Mosaic of a villa and fishermen

Said to have been found at Ostia, together with a banquet mosaic, for which see Detroit, Detroit Institute of Arts Museum. Sold to the museum by Sotheby's in 2007 for 510,000 USD.
Date: early fourth century AD. Meas. 0.597 x 0.59.

Auction catalogue: "Set into a terracotta frame, in minute multi-colored stone and glass tesserae within a dentate border, depicting in the rocky foreground two fishermen rounding up fish in a broad net, another rowing to right in a small skiff, each wearing a short tunic and wide-brimmed rounded hat, a large high-handled wicker basket at left, a dolphin entwined around a post at right, in the middle ground a draped man and woman sacrificing at an altar between two shrine-like structures, one pedimented, each with grilled opening in front, and in the background a sprawling complex of towers and colonnaded buildings surrounded by tall trees."

Same image, large.

Mentioned in Christine Kondoleon, Antioch: The Lost Ancient City, Princeton 2000, 184-186, cat. nr. 68. Sotheby auction catalogue June 7 2007, lot 77.

Auction catalogue: "Provenance: Adolph Loewi, Los Angeles; Gloria Desser (1923-2004), Los Angeles, mid 1950s. The present panel is said to have been found at Ostia, the ancient port city of Rome, together with another emblema depicting an outdoor banquet with live entertainment; the latter was acquired in November 1954, also from Adolph Loewi, by The Detroit Institute of Arts (inv. no. 54.492). Both mosaics share the same size, terracotta mount, dentate border, style, and tripartite horizontal composition. For a related mosaic from Rome, perhaps also an emblema, showing a similar harbor scene see Helen Whitehouse, Ancient Mosaics and Wallpaintings (Paper Museum of Cassiano dal Pozzo, vol. A.I), London, 2001, no. 36. Also see Sotheby's, New York, December 9th, 2003, no. 75."

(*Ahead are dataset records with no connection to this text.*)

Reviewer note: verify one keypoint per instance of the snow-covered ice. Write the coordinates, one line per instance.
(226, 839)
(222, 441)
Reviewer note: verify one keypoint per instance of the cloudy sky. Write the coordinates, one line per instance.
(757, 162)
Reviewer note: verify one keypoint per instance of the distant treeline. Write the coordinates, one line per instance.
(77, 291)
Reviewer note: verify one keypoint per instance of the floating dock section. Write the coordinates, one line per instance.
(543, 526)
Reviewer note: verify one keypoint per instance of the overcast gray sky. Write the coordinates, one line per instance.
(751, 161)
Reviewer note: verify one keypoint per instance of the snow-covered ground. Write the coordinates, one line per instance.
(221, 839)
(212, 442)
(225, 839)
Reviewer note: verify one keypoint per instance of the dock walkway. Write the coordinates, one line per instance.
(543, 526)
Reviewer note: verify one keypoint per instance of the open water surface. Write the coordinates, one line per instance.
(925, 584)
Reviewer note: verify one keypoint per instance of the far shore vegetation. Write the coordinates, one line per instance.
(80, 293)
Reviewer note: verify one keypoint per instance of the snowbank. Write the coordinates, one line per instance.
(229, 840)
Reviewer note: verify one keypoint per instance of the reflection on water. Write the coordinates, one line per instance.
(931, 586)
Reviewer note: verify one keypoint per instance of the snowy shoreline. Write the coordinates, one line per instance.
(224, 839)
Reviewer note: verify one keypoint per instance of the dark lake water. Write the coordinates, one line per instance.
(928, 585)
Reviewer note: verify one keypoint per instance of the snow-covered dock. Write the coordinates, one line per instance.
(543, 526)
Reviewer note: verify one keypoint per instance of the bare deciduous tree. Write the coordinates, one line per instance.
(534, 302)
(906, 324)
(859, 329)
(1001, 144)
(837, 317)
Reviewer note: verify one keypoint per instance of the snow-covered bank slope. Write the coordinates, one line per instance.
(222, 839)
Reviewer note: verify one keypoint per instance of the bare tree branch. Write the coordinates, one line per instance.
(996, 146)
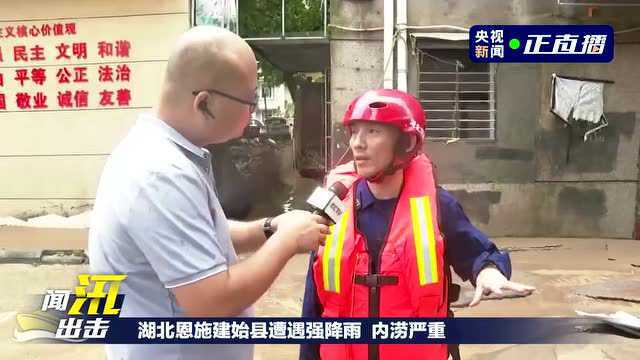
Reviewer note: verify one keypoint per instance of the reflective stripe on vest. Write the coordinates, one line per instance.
(332, 255)
(424, 240)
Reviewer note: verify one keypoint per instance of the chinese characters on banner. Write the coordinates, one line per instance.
(55, 72)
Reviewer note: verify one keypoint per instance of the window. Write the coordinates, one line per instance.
(267, 92)
(457, 95)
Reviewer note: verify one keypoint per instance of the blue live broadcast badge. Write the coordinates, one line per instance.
(541, 43)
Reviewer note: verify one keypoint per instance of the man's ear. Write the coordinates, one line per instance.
(199, 100)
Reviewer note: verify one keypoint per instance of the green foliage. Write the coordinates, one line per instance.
(263, 18)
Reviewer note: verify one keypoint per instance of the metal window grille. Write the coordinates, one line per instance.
(457, 95)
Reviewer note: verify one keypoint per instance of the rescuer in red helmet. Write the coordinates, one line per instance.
(386, 256)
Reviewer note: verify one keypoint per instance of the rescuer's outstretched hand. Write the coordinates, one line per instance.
(491, 281)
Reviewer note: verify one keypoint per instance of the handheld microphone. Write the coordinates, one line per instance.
(328, 202)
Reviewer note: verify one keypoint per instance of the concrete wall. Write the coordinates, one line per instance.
(51, 159)
(519, 184)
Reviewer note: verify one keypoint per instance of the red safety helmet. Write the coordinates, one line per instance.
(391, 107)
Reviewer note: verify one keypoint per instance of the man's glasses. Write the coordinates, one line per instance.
(252, 104)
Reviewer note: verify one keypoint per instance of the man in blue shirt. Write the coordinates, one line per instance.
(386, 162)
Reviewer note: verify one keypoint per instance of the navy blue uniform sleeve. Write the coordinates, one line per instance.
(467, 248)
(310, 308)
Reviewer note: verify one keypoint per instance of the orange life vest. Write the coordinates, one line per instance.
(411, 281)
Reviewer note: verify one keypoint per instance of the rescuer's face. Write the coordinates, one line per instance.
(373, 146)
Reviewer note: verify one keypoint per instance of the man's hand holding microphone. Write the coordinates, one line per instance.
(308, 230)
(303, 231)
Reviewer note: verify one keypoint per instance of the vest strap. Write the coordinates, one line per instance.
(375, 280)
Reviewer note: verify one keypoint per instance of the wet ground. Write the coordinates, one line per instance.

In Toledo according to Alamy photo DC12H9, taken June 8 2013, and according to A. Velo-Gala - J.A. Garriguet Mata, "Roman window glass: an approach to its study through iconography", Lucentum 36 (2017), 159-176, 164. There are no further mentions of the mosaic in this museum, not even by the museum itself. It may have been sold immediately to a private collector.